Ils mourraient, depuis toujours, ils mourraient; c'en était presque devenu une habitude de mourir pour eux. Et pourtant, ils n'avaient rien demandé, ils n'avaient pas demandé de mourir, ils n'avaient même pas demandé de vivre. C'est là-dessus d'ailleurs que bien des choses allaient jouer, sur le fait que s'ils n'avaient pas été vivant, ils ne pouvaient pas mourir.
Ce "ils", c'est naturellement le pronom personnel qui se rapporte au titre; ce "ils", c'est naturellement "les enfants", les enfants du monde entier, les enfants de toutes races, races humaines ou assimilées, les autres races n'étant qu'une fois de plus négligeable; ce "ils", c'est les enfants qui meurent de la peste sous le regard impuissant de docteur Rieux, ce "ils", c'est les enfants de bourgeois ou d'apôtres qui sont les mêmes, surtout face à la mort, ce "ils", c'est les enfants ne pouvant habiter qu'avec leurs parents à Hiroshima ou bien Bophal; ce "ils", c'est deux soeurs triplées mortes pour la survie de leur soeur mais surtout de leur mère; ce "ils", c'est les enfants morts avant, pendant, après leurs naissances; ce "ils", c'est ... Qu'importe les raisons, les explications, les excuses, ils mourraient alors qu'ils n'avaient rien demandé, ils mourraient alors qu'ils n'avaient même pas demandé de vivre.
Mais ce "ils", ce n'est pas un ensemble bien fermé, ce "ils", c'est une somme de "il" ou "elle" qui ne se connaisse pas. Ainsi ce qu'il allait advenir ne dépendait pas d'une volonté très net, cela allait émerger d'une histoire humaine propre à générer bien d'étrangeté.

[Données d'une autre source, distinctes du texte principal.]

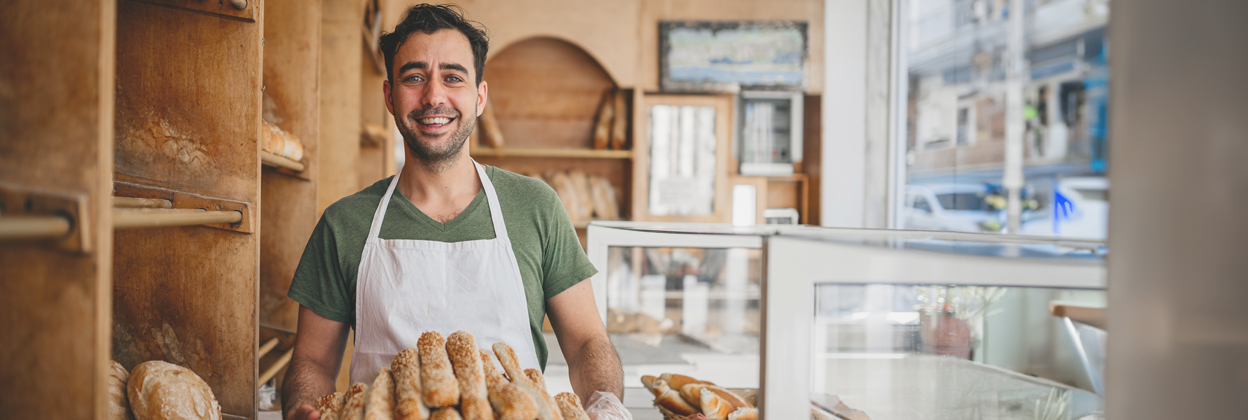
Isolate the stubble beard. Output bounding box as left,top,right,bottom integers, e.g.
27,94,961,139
394,105,477,173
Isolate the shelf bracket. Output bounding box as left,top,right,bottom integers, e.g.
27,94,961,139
112,181,256,233
0,182,92,253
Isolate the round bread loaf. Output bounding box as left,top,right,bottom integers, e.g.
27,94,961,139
109,360,135,420
126,360,221,420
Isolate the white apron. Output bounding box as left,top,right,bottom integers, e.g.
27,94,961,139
351,162,540,384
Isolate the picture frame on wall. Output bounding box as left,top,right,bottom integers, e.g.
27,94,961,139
659,21,807,92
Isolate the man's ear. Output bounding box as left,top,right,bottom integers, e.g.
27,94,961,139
477,80,489,117
382,80,394,116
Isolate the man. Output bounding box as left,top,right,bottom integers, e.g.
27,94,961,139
282,5,624,420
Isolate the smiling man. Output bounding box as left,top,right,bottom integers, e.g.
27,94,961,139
282,5,626,420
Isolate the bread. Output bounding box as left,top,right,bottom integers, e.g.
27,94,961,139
338,383,368,420
364,368,394,420
654,390,701,415
316,393,344,420
680,384,706,410
126,360,221,420
416,332,459,409
494,343,563,420
685,385,734,420
594,88,615,150
705,385,754,409
612,90,628,150
728,408,759,420
554,393,589,420
568,169,594,221
641,375,661,396
391,348,429,420
479,350,538,420
429,406,463,420
109,360,135,420
447,332,494,420
589,174,619,219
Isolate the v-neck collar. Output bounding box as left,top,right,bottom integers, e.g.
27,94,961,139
382,173,485,232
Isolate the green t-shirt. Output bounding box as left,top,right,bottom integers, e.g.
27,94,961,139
286,166,598,370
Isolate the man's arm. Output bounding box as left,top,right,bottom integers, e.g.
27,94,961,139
547,279,624,401
282,305,347,420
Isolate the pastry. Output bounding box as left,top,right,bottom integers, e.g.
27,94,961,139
479,350,538,420
126,360,221,420
416,332,459,409
447,332,494,420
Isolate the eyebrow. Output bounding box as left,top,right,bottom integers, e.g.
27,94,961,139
398,61,468,75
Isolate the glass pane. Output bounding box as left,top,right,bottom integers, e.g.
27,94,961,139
607,247,761,388
896,0,1109,239
811,284,1106,420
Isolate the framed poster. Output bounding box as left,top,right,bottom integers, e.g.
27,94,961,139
659,21,806,92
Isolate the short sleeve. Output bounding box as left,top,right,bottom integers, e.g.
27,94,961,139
542,191,598,299
286,212,354,323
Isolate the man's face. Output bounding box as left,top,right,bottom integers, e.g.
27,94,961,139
383,29,487,167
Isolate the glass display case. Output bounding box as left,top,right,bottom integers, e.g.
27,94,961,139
588,222,1106,420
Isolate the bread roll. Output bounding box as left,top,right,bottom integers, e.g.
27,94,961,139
364,368,394,420
494,343,563,420
728,408,759,420
654,390,701,415
429,406,463,420
568,169,594,221
680,384,706,410
126,360,221,420
338,383,368,420
416,332,459,409
109,360,135,420
479,350,538,420
391,348,429,420
686,385,734,420
554,393,589,420
447,332,494,420
316,393,344,420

Différentes formes de cette volonté diffuse de ne plus mourir s'étaient déjà montrées sur terre, mais sans résultat; c'est cette absence de résultat qui laissait toujours l'humanité dans la croyance que ces morts étaient sans grande importance. Mais c'est le choc qu'éprouva la population face à la croix qui inscrit pour la première fois et pour toujours dans des cervelles trop vide que ce "ils", ces enfants, ses enfants ne pouvaient plus mourir.

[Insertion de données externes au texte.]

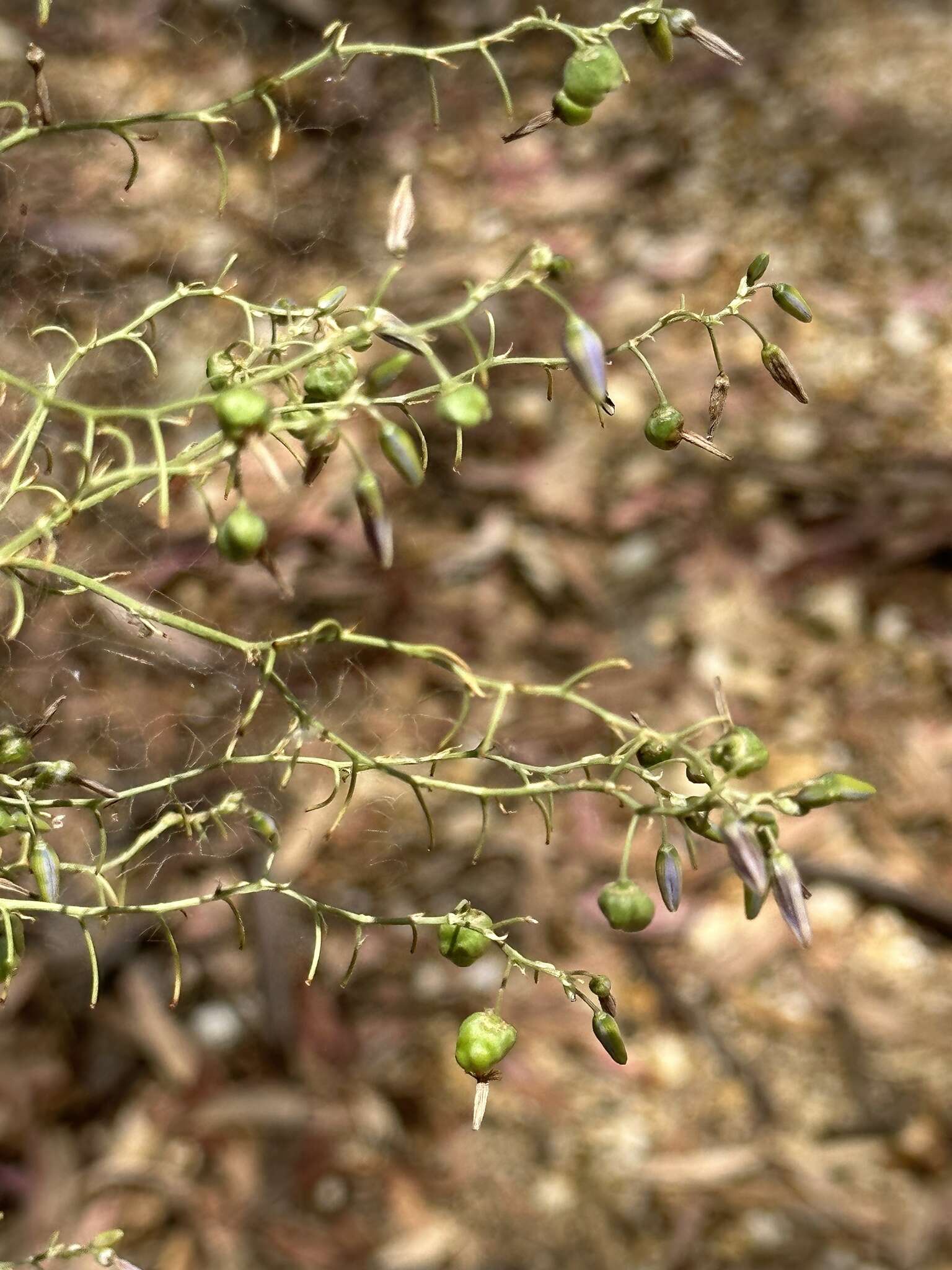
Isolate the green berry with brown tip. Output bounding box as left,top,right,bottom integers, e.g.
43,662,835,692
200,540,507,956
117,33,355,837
552,89,591,128
645,401,684,450
792,772,876,812
456,1010,518,1081
439,908,493,967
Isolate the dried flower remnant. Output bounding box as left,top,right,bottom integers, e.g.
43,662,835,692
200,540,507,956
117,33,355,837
387,175,416,259
760,343,810,405
707,371,731,441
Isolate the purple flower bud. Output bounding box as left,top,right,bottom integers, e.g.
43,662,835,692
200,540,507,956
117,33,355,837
744,885,767,922
721,819,768,895
769,847,814,949
655,842,682,913
562,314,614,414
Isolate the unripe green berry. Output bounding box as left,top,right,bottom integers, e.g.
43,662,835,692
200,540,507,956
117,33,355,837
439,908,493,967
437,383,493,428
770,282,814,321
746,252,770,287
598,879,655,932
562,43,625,107
205,353,237,393
641,14,674,63
247,806,280,846
635,737,674,767
710,728,770,776
591,1010,628,1067
552,89,591,128
0,913,24,984
0,722,33,767
214,385,271,442
214,503,268,564
645,402,684,450
33,758,76,790
305,353,356,401
456,1010,517,1081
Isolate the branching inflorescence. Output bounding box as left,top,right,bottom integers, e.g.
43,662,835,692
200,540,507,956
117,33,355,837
0,5,873,1121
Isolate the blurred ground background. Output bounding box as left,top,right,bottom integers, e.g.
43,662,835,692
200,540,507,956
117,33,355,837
0,0,952,1270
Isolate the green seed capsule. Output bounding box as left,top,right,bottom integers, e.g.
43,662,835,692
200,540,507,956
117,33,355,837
314,287,346,318
214,503,268,564
437,383,493,428
33,758,76,790
303,423,340,485
0,722,33,767
793,772,876,812
747,252,770,287
439,908,493,967
591,1010,628,1067
205,353,237,393
377,421,425,487
456,1010,517,1081
364,350,414,396
344,326,373,353
0,913,24,984
552,89,591,128
305,353,356,401
354,468,394,569
214,385,271,442
598,879,655,932
562,43,625,107
770,282,814,321
635,737,674,767
645,402,684,450
710,728,770,776
641,14,674,63
247,806,281,846
27,838,60,904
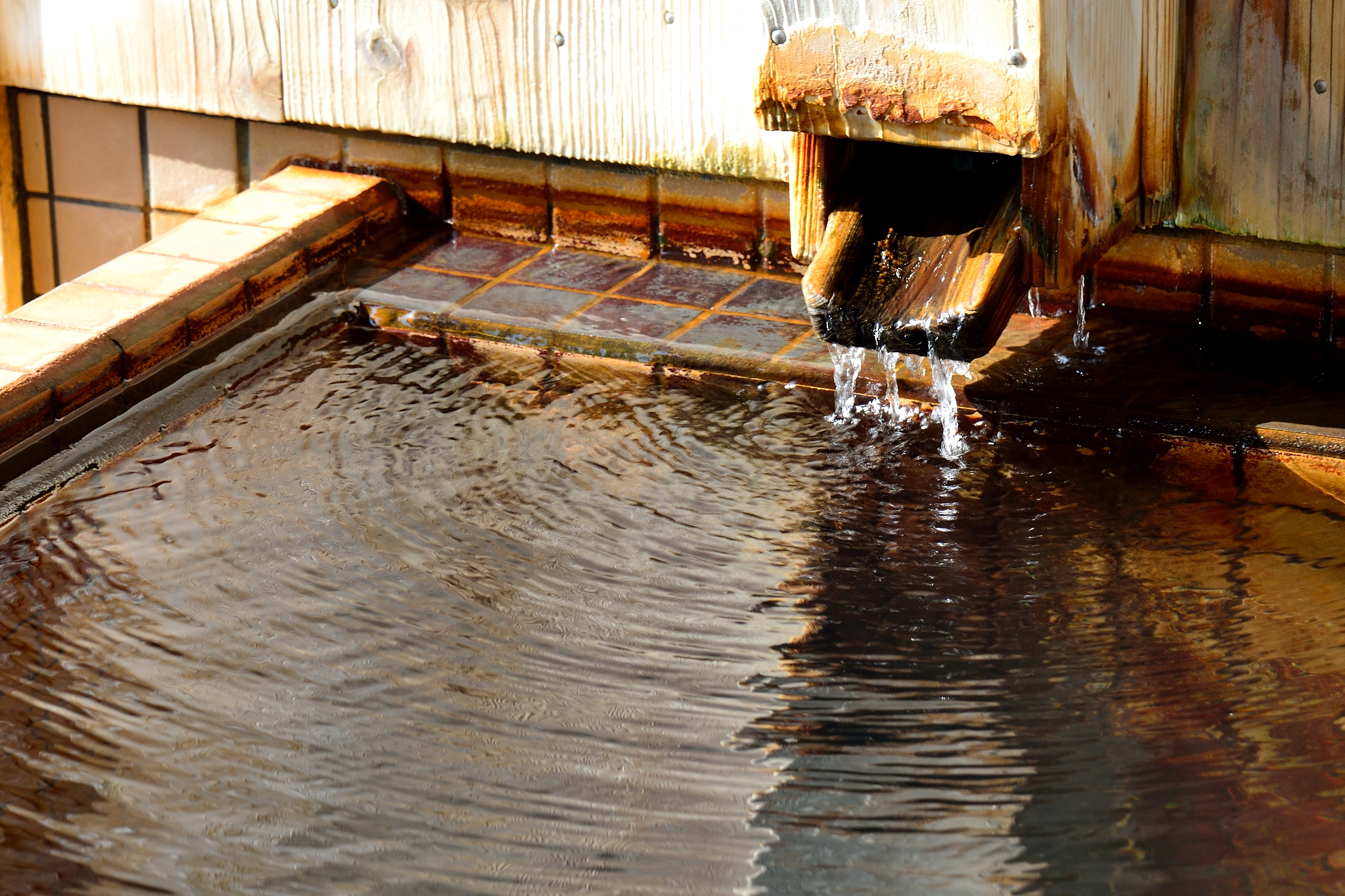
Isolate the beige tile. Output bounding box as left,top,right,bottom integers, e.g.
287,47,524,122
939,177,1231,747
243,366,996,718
145,218,277,264
56,200,145,282
145,109,238,213
202,187,338,230
47,97,144,206
18,93,48,192
247,121,340,184
77,251,219,296
149,208,195,240
28,199,56,296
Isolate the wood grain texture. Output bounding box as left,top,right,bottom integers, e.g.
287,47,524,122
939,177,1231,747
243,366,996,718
280,0,788,180
1022,0,1144,289
1176,0,1345,246
0,87,23,312
0,0,283,121
756,0,1064,156
1139,0,1184,226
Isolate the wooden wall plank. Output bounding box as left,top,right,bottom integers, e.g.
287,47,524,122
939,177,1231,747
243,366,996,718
1176,0,1345,246
0,0,283,121
280,0,788,180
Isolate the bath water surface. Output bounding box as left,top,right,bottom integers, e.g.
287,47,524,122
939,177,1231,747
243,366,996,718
0,330,1345,896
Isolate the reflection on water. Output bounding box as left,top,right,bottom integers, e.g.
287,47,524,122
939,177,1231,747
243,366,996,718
0,332,1345,896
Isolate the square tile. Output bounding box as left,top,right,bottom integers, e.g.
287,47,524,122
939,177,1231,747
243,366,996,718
357,268,485,313
723,277,808,323
28,199,56,296
149,208,195,240
145,218,280,264
514,249,646,292
562,299,701,339
201,187,338,230
145,109,238,214
16,93,50,192
347,137,444,218
47,97,145,206
56,202,145,282
549,163,654,258
617,265,748,308
78,251,219,296
247,121,340,185
416,234,537,277
675,315,810,355
453,282,596,327
447,149,550,242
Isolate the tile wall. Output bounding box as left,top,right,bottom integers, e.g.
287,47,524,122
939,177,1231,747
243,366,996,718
11,89,803,301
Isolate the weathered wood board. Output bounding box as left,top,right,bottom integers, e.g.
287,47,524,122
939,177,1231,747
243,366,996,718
756,0,1065,158
278,0,788,180
0,0,284,121
1176,0,1345,246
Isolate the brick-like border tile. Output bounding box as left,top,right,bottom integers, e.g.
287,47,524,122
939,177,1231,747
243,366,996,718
0,167,401,452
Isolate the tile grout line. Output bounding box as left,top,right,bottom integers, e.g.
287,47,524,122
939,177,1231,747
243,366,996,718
551,260,658,330
663,276,757,342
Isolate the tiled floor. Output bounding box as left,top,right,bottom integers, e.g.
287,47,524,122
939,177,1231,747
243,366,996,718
354,234,830,382
347,234,1345,452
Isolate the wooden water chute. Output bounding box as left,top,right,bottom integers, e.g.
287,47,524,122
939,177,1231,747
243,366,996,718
757,0,1181,361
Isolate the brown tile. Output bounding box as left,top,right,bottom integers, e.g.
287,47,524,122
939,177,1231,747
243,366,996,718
15,93,50,192
448,149,549,242
187,282,247,342
659,175,757,269
247,121,340,185
149,208,195,240
562,299,702,339
416,233,537,277
28,199,56,296
144,218,280,265
550,163,654,258
56,200,145,281
453,282,596,327
514,249,646,292
757,184,808,274
0,370,53,451
75,251,222,297
145,109,238,214
349,137,444,218
675,315,810,355
723,277,808,323
0,316,121,417
10,282,188,379
308,218,365,271
357,268,485,313
247,249,308,308
617,265,748,308
47,97,145,206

La première croix, celle d'un enfant mort, tué par un frère jaloux, la première croix n'aurait pas eux d'impact dans le nord de la chine, mais pas en AS. Que le premier bébé crucifié, c'est à dire retrouvé sur une croix, fut le frère d'un allié du Mal, n'est pas non plus fruit du hasard. Car ce Mal était aussi responsable du mutisme d'une ville, ville qui avait aussi des enfants. Cette croix, sur laquelle se trouvait ce bébé, vue pour la première fois dans un magasin de science occulte, était le premier cri de ce "ils", de ces enfants morts sans savoir pourquoi ils mourraient, sans savoir pourquoi ils avaient vécu.

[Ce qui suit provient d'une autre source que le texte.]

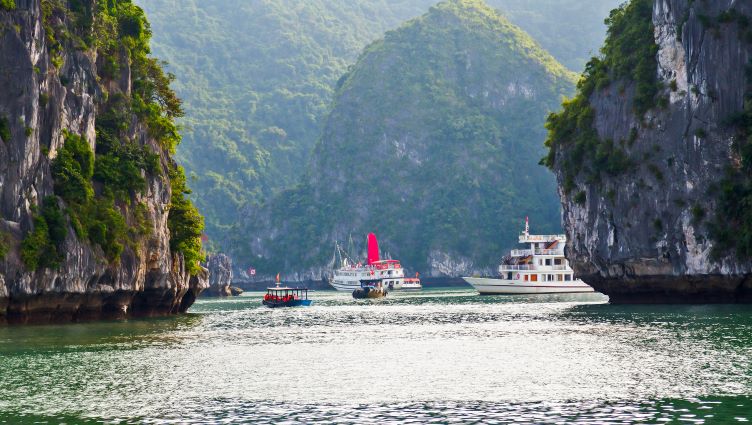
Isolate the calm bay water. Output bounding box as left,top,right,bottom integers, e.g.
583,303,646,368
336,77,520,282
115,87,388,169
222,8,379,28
0,289,752,424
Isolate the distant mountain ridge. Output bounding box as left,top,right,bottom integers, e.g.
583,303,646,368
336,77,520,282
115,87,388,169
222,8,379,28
232,0,576,279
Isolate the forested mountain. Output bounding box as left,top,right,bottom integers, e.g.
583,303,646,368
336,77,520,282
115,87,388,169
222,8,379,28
233,0,575,278
138,0,619,245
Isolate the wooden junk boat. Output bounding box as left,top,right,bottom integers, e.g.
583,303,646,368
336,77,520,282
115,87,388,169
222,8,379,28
262,273,313,308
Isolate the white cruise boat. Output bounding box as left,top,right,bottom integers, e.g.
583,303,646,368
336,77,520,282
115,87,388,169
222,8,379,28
463,218,594,295
330,233,421,292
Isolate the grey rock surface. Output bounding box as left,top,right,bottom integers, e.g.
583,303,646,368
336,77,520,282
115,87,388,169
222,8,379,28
557,0,752,302
203,254,233,297
0,0,207,322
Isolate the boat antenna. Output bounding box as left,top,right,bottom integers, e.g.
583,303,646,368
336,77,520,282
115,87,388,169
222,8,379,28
347,232,358,259
525,216,530,236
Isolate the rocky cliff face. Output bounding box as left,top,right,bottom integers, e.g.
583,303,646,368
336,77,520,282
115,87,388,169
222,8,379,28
203,254,232,297
549,0,752,302
0,0,206,322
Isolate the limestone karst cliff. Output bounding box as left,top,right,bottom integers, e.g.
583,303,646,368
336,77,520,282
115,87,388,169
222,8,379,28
544,0,752,302
202,254,233,297
0,0,206,322
231,0,575,280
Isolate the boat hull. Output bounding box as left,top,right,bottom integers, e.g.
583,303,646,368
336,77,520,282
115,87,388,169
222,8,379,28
463,277,595,295
353,287,389,299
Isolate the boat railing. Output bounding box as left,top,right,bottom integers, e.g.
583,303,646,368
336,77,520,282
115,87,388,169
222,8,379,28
511,248,564,257
499,264,536,271
520,232,567,243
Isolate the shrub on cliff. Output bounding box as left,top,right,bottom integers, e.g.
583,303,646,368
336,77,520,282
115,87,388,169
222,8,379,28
541,0,661,187
22,0,203,273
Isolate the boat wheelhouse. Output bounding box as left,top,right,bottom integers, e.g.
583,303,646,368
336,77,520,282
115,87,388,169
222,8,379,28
262,286,313,308
463,218,594,295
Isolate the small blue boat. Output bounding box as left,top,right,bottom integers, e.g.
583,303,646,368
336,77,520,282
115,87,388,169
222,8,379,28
263,286,313,308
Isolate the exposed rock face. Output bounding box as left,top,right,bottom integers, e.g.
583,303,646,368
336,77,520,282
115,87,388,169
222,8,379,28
0,0,207,322
555,0,752,302
204,254,233,297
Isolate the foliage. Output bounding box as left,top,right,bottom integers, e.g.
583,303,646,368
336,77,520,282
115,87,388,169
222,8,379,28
22,0,202,272
703,57,752,259
21,196,67,270
591,0,661,115
167,167,205,274
0,230,10,260
50,132,94,204
541,0,660,193
233,1,575,273
139,0,621,245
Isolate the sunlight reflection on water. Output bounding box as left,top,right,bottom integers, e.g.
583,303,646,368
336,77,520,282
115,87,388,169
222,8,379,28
0,289,752,423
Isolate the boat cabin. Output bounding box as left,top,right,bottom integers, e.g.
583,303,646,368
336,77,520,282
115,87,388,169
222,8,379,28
264,287,308,302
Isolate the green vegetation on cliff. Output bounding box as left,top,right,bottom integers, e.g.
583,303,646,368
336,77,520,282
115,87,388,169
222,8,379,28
234,0,575,273
709,9,752,259
542,0,661,193
139,0,621,248
22,0,203,273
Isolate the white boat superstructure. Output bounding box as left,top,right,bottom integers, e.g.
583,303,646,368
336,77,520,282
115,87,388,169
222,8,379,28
330,233,422,292
331,260,405,292
463,219,594,295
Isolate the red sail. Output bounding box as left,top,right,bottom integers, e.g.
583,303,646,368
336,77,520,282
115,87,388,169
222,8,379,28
368,233,379,264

Et ces croix, qui était aussi le symbole d'un fils mort, il y a de cela deux Mil ans, apparurent de plus en plus sur ce continent, continent susceptible à ce symbole. Ces croix, dont sur chacune d'elle se trouvait un bébé mort, finirent par envahir le monde entier, mais "envahir" est un mot de la presse, car le monde leur appartenait autant qu'à leurs parents. Pour eux, il n'était pas question d'envahir, ils étaient morts. On ne savait pas d'où elles venaient, elles apparaissaient simplement dans des endroits inoccupés sur divers étalages.
Les parents crièrent alors :
Mais ce n'est pas de notre faute s'"ils" meurent dans de fausses couches.
Mais ce n'est pas de notre faute s'"ils" meurent en naissant
Mais ce n'est pas de notre faute s'"ils" meurent de la peste sous l'oeil impuissant du docteur Rieux.
Mais ce n'est pas de notre faute s'"ils" meurent de...
Non, ce n'était pas toujours de leurs fautes, mais les croix continuaient d'apparaître d'"on en sait s'où".
Non, ce n'était pas toujours de leurs fautes, mais "ils", ces enfants, continuaient de mourir.